Here’s another example. You may have already wondered why many scientific documentaries follow a similar and common structure: “For a long time, scientists thought that…” – “but discoveries made in the last few years are challenging everything." Actually, this structure is the mirror of the classic pattern used in fiction: “set-up” – “catalyst” – “hero’s journey.”
Speaking of heroes, there is still one key point left to solve. The famous trio: “character” – “objective” – “obstacles” that can be found in any decent book about writing fiction. It’s hard to find an equivalent when it comes to documentaries, especially because there rarely is a main character in that genre. Sometimes, a scientist or an historian acts as a “knowledge holder” or appears on screen more often than other speakers, without necessarily giving them the status of “protagonist,” that is “a character experiencing the most conflicts.” In documentary terms, we should translate this definition by “a dramatic element generating the most curiosity.” So, what is the equivalent of a main character in a documentary?

If you consider that the protagonist’s role in fiction is used to create empathy in the viewers, you have to envisage, that for a documentary, the subject itself becomes the main character stirring the viewers’ curiosity. To give you a concrete example, in the documentary “The Blob: A Genius Without A Brain” directed by Jacques Mitsch, and co-written by myself, the protagonist isn’t the scientist making the main discoveries about this peculiar living organism, but the Blob itself, which encourages us to question the notion of intelligence.
The “obstacles” are none other than those encountered by the scientists during their study: hard-to-access-and-to analyze data, the complexity of developing experimental protocols, human challenges… And the “objective”? The eternal, unattainable dream to one day solve all the mysteries surrounding this creature.
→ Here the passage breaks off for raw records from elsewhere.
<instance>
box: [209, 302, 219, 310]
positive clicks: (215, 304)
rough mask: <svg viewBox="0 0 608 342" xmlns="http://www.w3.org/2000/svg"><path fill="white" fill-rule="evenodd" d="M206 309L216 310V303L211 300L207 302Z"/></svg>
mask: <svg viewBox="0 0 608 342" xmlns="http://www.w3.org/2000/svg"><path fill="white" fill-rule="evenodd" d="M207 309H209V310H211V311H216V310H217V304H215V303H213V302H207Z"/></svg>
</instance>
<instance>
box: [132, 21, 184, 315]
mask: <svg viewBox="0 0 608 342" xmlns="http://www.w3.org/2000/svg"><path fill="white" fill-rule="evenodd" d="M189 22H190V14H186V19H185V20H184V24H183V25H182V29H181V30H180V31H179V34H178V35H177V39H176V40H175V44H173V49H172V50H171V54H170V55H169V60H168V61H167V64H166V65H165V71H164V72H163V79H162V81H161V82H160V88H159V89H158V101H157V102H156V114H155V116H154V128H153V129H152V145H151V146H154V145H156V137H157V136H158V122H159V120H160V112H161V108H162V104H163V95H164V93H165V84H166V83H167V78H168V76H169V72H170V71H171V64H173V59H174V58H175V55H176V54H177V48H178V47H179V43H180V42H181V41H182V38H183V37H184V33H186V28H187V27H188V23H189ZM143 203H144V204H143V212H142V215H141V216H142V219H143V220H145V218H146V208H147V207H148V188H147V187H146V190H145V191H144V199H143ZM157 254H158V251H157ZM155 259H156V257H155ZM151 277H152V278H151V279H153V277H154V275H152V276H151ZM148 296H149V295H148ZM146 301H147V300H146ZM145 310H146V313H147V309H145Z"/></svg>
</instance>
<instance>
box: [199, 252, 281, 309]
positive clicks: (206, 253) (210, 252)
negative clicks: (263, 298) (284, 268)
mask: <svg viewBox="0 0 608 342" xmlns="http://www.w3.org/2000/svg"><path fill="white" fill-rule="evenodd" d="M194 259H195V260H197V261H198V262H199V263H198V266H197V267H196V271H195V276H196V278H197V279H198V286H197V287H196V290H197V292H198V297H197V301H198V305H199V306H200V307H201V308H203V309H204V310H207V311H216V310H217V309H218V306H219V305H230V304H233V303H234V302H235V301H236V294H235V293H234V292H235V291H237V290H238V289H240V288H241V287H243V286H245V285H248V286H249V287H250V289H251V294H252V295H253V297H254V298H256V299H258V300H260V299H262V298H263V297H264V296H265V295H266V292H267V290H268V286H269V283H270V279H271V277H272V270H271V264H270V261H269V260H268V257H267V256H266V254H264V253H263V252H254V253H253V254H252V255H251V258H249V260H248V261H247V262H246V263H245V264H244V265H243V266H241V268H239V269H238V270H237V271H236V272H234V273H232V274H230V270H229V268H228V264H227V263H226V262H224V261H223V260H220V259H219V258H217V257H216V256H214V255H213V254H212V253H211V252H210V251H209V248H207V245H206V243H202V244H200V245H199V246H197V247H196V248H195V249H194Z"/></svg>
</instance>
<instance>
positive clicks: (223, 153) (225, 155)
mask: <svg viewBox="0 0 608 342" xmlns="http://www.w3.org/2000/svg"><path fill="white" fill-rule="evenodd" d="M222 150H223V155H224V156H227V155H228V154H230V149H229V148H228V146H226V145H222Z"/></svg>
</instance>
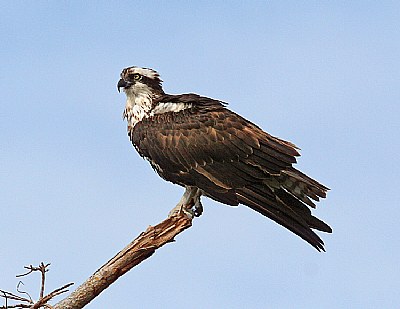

In this example taken from our scientific documentary on "The Blob" that won a 2020 AAAS Kavli award, we can see that tools used in fiction could be almost entirely transposed to writing documentaries, as long as we accept two prerequisites: that the bargaining chip with the viewers is their own amazement, and that the film’s protagonist is none other than its subject.
So, here is a first draft of my sought-after “unified theory on dramaturgy.” Is it enough by itself to guarantee the writing of good documentaries? Certainly not. Is it entertaining, intriguing, and potentially useful in doing the groundwork for this huge undertaking that is the writing of documentaries? I certainly hope so.
Laurent Mizrahi and director Jacques Mitsch won the 2020 AAAS Kavli Silver Award in the Video: In-Depth Reporting category for their documentary "The Blob: A Genius Without a Brain."